Мокрые глаза Штерка теперь смеялись.
— Hauptsach, der Herrgot isch gsond! (Главное, чтобы Господь был здоров!), — как некий подарок, бросил он мне сомнительную остроту, за что, в виде исключения, я был ему благодарен. Бог здоров и вынослив! Мускулистый, пышущий здоровьем Бог! Я тут же подбросил ему идею о коммунизме как жутком факире на час.
— Ваше сиятельство — замечательный beobachter, тонкий наблюдатель. — Без этого комплимента я мог бы и обойтись, но затем, словно бы в продолжение, он добавил: — Когда нам уже ничего не хочется и все наши амбиции испарились, мы созерцаем самих себя, становимся собственной публикой. Довольно странный спектакль! — Да, спектакль весьма странный!
— Однако настоящее не существует без прошлого и без будущего, настоящее — это следствие прошлого. — Он с интересом ждал продолжения. — При условии, что мы не отменяем времени!
— Нет, нет, времени мы не отменяем! Мы просто преобразуем его! Начинаем новое время, новое летоисчисление! — На сей раз отмахнулся я.
— Вы можете представить себе дуб без времени? Без годовых колец? Что это было бы? Пустая прогнившая ложь. — Еврей Штерк усмехнулся. Я, кажется, попал в его западню.
— Вы правы, ваше сиятельство. Именно это я и хотел сказать. Пустая!.. Прогнившая!.. Ложь!.. — Его усмешка смягчилась, превратившись в улыбку, и он робко, по-юношески добавил: — Но я все же не смею предположить, что вы, граф, сделались коммунистом.
— Это верно, — холодно сказал я.

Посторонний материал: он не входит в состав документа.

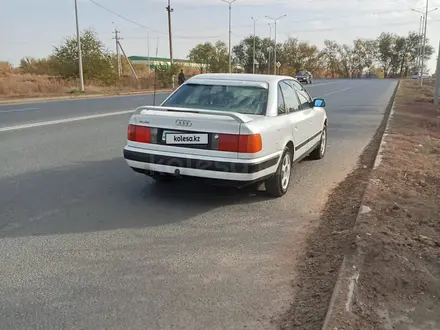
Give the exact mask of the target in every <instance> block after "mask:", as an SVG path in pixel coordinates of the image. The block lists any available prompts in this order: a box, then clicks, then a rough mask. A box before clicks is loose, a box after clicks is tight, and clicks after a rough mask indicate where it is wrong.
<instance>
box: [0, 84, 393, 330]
mask: <svg viewBox="0 0 440 330" xmlns="http://www.w3.org/2000/svg"><path fill="white" fill-rule="evenodd" d="M395 85H396V82H394V81H384V80H359V81H357V80H356V81H350V80H338V81H320V82H316V84H315V85H312V86H309V87H308V89H309V91H310V92H311V94H312V95H313V96H320V97H324V98H325V99H326V102H327V110H328V115H329V125H330V129H329V146H328V151H327V152H328V153H327V155H326V157H325V158H324V159H323V160H321V161H308V160H305V161H303V162H301V163H300V164H298V165H297V166H296V168H295V169H294V181H293V182H292V186H291V189H290V190H289V192H288V193H287V195H286V196H284V197H283V198H281V199H276V200H273V199H267V198H265V197H264V195H261V194H257V195H249V194H247V193H245V192H236V191H233V190H230V189H217V188H212V187H207V186H203V185H199V184H187V183H182V184H177V185H176V186H173V187H171V188H170V187H169V186H160V185H157V184H154V183H153V182H152V181H151V180H150V179H148V178H146V177H144V176H142V175H140V174H136V173H134V172H133V171H132V170H131V169H129V168H128V167H127V165H126V164H125V161H124V160H123V158H122V148H123V146H124V143H125V134H126V126H127V122H128V119H129V117H130V114H129V113H119V112H120V111H123V110H129V109H131V108H134V107H136V106H138V105H142V104H148V103H150V102H151V101H152V96H148V95H146V96H129V97H118V98H108V99H95V100H81V101H63V102H47V103H35V104H26V105H13V106H12V105H10V106H1V107H0V125H1V127H0V154H1V155H2V156H1V158H0V251H1V253H0V265H1V267H0V328H1V329H47V330H48V329H57V330H58V329H72V328H74V329H98V328H99V329H173V328H175V329H226V328H227V329H231V328H234V329H238V328H243V327H244V326H247V328H250V329H261V328H267V327H270V326H269V320H270V318H271V317H273V316H276V315H278V314H280V313H282V312H283V311H284V309H285V308H287V307H288V306H289V302H290V301H291V299H292V289H291V285H290V283H291V280H292V278H293V277H294V276H295V271H294V269H295V257H296V256H297V255H298V254H299V252H300V250H301V248H303V243H304V239H305V236H306V235H307V233H308V232H309V231H310V228H312V227H313V225H314V223H316V221H317V219H318V217H319V213H320V210H321V209H322V207H323V206H324V204H325V202H326V198H327V195H328V193H329V191H330V189H331V188H332V187H334V185H336V184H337V183H338V182H340V181H341V180H343V179H344V177H345V175H346V174H347V173H348V172H350V170H351V169H353V167H354V166H355V163H356V161H357V158H358V156H359V155H360V154H361V152H362V150H363V148H364V147H365V146H366V145H367V143H368V141H369V140H370V139H371V137H372V136H373V134H374V132H375V130H376V128H377V127H378V126H379V123H380V121H381V120H382V118H383V114H384V111H385V107H386V105H387V103H388V101H389V99H390V96H391V95H392V92H393V89H394V87H395ZM162 97H164V96H163V95H162ZM32 108H36V109H34V110H32ZM20 109H21V111H18V110H20ZM23 109H28V110H23ZM96 114H100V115H101V116H100V117H96V116H95V115H96ZM78 116H80V117H82V118H81V120H76V121H72V118H77V117H78ZM87 116H89V117H87ZM90 116H91V117H90ZM42 122H43V124H42ZM38 123H39V124H38ZM17 125H21V126H17Z"/></svg>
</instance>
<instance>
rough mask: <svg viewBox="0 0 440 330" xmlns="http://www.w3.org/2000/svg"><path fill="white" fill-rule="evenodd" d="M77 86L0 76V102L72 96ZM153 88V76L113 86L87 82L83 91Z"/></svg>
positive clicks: (20, 75)
mask: <svg viewBox="0 0 440 330" xmlns="http://www.w3.org/2000/svg"><path fill="white" fill-rule="evenodd" d="M78 86H79V81H78V80H65V79H61V78H58V77H51V76H43V75H31V74H2V75H0V100H8V99H16V98H25V97H48V96H49V97H50V96H66V95H72V94H77V93H78ZM153 86H154V74H153V75H151V76H149V77H141V78H139V80H138V81H136V82H134V80H133V78H131V77H122V78H121V80H119V81H118V82H117V83H116V84H115V85H113V86H103V85H102V84H98V83H94V82H88V83H86V86H85V89H86V94H115V93H119V92H130V91H140V90H149V89H152V88H153Z"/></svg>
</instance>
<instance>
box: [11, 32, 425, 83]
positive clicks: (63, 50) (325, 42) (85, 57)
mask: <svg viewBox="0 0 440 330" xmlns="http://www.w3.org/2000/svg"><path fill="white" fill-rule="evenodd" d="M80 39H81V45H82V56H83V72H84V78H85V80H86V81H87V80H89V81H94V82H100V83H102V84H105V85H113V84H115V83H117V82H118V81H120V78H119V76H118V73H117V57H116V54H115V53H114V52H112V51H109V50H108V49H107V48H106V47H105V45H104V43H103V42H102V41H100V40H99V38H98V36H97V35H96V33H95V32H94V31H93V30H85V31H84V32H83V33H82V34H81V37H80ZM420 45H421V38H420V36H419V35H418V34H417V33H416V32H409V33H408V35H407V36H400V35H397V34H394V33H388V32H384V33H382V34H381V35H380V36H379V37H377V38H376V39H360V38H359V39H356V40H354V41H353V42H352V43H351V44H339V43H338V42H336V41H334V40H325V42H324V48H322V49H319V48H318V47H317V46H316V45H313V44H311V43H309V42H307V41H301V40H299V39H296V38H289V39H288V40H286V41H285V42H283V43H277V44H276V45H275V44H274V42H273V40H270V39H269V38H261V37H258V36H257V37H255V59H256V73H272V72H273V71H274V68H273V66H274V63H273V53H274V49H275V47H276V51H277V61H279V62H280V63H281V67H280V68H279V73H281V74H286V75H295V74H296V73H297V72H298V71H301V70H307V71H311V72H312V73H313V74H314V75H315V76H321V77H324V76H327V77H334V78H336V77H359V76H360V75H361V74H362V73H363V72H374V73H377V72H378V71H381V72H382V73H383V75H384V76H385V77H396V76H398V77H406V76H408V75H411V74H413V73H414V72H415V71H417V64H418V61H417V60H418V53H419V49H420ZM253 49H254V37H253V36H249V37H246V38H244V39H243V40H241V41H240V42H239V43H238V44H237V45H235V46H233V48H232V53H233V54H232V56H233V63H234V71H238V70H242V71H244V72H252V64H253V56H254V53H253ZM433 54H434V48H433V47H432V46H430V45H429V44H428V41H427V44H426V47H425V63H426V62H427V61H428V60H429V59H430V58H431V56H432V55H433ZM188 58H189V59H190V60H192V61H193V62H196V63H199V64H200V71H201V72H204V71H209V72H228V59H229V56H228V49H227V45H226V44H225V43H224V42H223V41H217V42H215V43H210V42H205V43H201V44H198V45H196V46H195V47H194V48H192V49H191V50H190V52H189V55H188ZM122 63H123V65H124V66H125V68H126V69H125V70H124V71H125V72H126V73H128V74H130V73H129V72H130V71H129V69H128V64H127V63H126V62H125V61H124V60H123V61H122ZM181 68H182V67H181V66H179V65H178V64H177V65H174V66H173V67H170V66H166V65H162V66H159V67H156V68H155V70H154V72H155V74H156V76H157V78H158V79H157V80H158V81H159V84H160V85H161V86H162V87H167V86H168V85H169V83H170V82H171V77H172V76H173V75H175V74H176V73H178V72H179V71H180V69H181ZM135 69H136V72H137V73H140V75H141V76H146V73H147V72H149V70H148V68H147V66H146V65H136V66H135ZM19 71H20V72H23V73H31V74H41V75H50V76H57V77H61V78H63V79H76V78H78V76H79V69H78V52H77V39H76V37H75V36H72V37H70V38H67V39H65V41H64V42H63V43H62V44H61V45H59V46H57V47H54V50H53V53H52V54H51V55H50V56H48V57H46V58H42V59H35V58H29V57H26V58H23V59H22V60H21V63H20V67H19ZM126 78H127V77H126Z"/></svg>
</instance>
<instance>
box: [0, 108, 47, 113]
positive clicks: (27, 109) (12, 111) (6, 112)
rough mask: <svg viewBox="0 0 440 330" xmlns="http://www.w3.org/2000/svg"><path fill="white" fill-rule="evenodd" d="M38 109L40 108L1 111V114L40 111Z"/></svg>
mask: <svg viewBox="0 0 440 330" xmlns="http://www.w3.org/2000/svg"><path fill="white" fill-rule="evenodd" d="M38 109H39V108H24V109H9V110H0V113H8V112H21V111H31V110H38Z"/></svg>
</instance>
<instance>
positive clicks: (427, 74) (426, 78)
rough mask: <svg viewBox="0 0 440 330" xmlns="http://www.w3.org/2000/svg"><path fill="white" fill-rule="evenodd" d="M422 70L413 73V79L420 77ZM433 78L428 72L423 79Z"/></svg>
mask: <svg viewBox="0 0 440 330" xmlns="http://www.w3.org/2000/svg"><path fill="white" fill-rule="evenodd" d="M420 76H421V75H420V72H416V73H415V74H413V76H412V79H420ZM428 78H431V76H430V75H429V74H427V73H424V74H423V79H428Z"/></svg>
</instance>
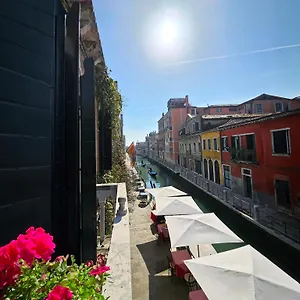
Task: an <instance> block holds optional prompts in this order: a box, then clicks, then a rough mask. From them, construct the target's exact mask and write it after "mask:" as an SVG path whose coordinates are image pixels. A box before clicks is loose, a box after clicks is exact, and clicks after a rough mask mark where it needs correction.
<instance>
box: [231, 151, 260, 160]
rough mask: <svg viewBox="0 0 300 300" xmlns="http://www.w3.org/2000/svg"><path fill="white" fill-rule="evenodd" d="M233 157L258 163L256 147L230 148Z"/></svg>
mask: <svg viewBox="0 0 300 300" xmlns="http://www.w3.org/2000/svg"><path fill="white" fill-rule="evenodd" d="M230 154H231V159H232V160H234V161H242V162H249V163H257V158H256V150H255V149H235V148H231V149H230Z"/></svg>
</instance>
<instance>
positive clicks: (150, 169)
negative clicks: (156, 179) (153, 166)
mask: <svg viewBox="0 0 300 300" xmlns="http://www.w3.org/2000/svg"><path fill="white" fill-rule="evenodd" d="M148 174H149V175H150V176H153V177H155V176H156V175H157V172H155V171H153V170H152V168H149V170H148Z"/></svg>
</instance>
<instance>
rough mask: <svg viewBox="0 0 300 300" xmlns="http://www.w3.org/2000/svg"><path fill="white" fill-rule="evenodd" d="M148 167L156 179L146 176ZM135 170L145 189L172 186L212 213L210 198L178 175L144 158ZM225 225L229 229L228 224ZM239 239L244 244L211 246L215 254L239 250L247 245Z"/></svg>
mask: <svg viewBox="0 0 300 300" xmlns="http://www.w3.org/2000/svg"><path fill="white" fill-rule="evenodd" d="M149 167H151V168H152V169H153V171H156V172H157V175H156V177H153V176H150V175H149V174H148V168H149ZM136 168H137V171H138V173H139V174H140V176H141V177H142V178H143V179H144V180H145V182H146V186H147V188H151V183H152V184H155V186H156V187H163V186H168V185H172V186H174V187H176V188H178V189H180V190H182V191H184V192H185V193H187V194H189V195H191V196H192V197H193V198H194V200H195V202H196V203H197V205H198V206H199V207H200V208H201V210H202V211H203V212H212V209H211V208H210V206H209V200H210V196H208V195H207V194H206V193H204V192H202V191H201V190H199V189H197V188H196V187H195V188H193V189H191V188H190V187H188V185H187V184H186V182H184V180H183V179H182V178H181V177H179V176H178V175H175V174H173V173H171V172H168V171H166V170H165V169H163V168H161V167H160V166H159V165H157V164H154V163H151V162H150V161H149V160H148V159H146V158H137V167H136ZM150 181H151V183H150ZM216 214H217V213H216ZM217 215H218V214H217ZM218 217H220V216H218ZM220 218H221V217H220ZM226 225H227V226H228V227H230V226H229V225H228V224H226ZM237 234H238V233H237ZM240 237H241V238H242V239H243V240H244V241H245V243H227V244H215V245H213V247H214V248H215V250H216V251H217V252H223V251H227V250H230V249H234V248H239V247H241V246H244V245H246V244H248V243H247V241H246V240H245V239H244V238H243V237H242V236H240Z"/></svg>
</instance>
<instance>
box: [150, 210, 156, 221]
mask: <svg viewBox="0 0 300 300" xmlns="http://www.w3.org/2000/svg"><path fill="white" fill-rule="evenodd" d="M150 218H151V220H152V221H153V223H155V224H156V215H155V214H154V213H153V212H152V211H151V215H150Z"/></svg>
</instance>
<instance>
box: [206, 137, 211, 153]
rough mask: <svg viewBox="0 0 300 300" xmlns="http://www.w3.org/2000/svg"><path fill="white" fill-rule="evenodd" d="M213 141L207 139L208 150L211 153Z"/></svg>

Хотя, по иронии судьбы, когда стало известно, что по железной дороге можно ездить только с удостоверением директории и партийным билетом, я распорядился, чтобы меня и всех членов моей семьи записали в социалистическую партию. Партийное руководство было несколько озадачено — во всяком случае воплей „ура!“ я не слышал, они поняли, в чем тут трюк. (Зато потом, когда „коммуне“ пришел конец и не было уже никакой опасности, вернувшиеся из эмиграции братья по классу надменно критиковали тот мой поступок, представления не имея о царивших тогда условиях. Хотя для того, чтобы сделать вышеупомянутый шаг, никто не требовал от нас отказаться от собственных убеждений, чего, собственно, и не произошло.)
При желании они даже могли бы называть нас товарищами. Мир встал с ног на голову. Коммунисты делают шутов даже из себя. Ах, скорее, скорее! Как журналистика — это литература момента, так коммунисты — аристократы мгновения. Ну да ведь на мгновение нельзя стать аристократом, на мгновение можно стать разве что коммунистом! Самоопределение через противоречие ведет к пародии! Вместо ценностей — пародия ценностей! И по мере того как место реальности занимают картинки, нарисованные в газетах, пародия заменяет оригинал, заменяет собою все, и за ней уже не увидеть святой реальности, которую самым бесстыдным образом искромсал нож пародии, выворачивающей все наизнанку.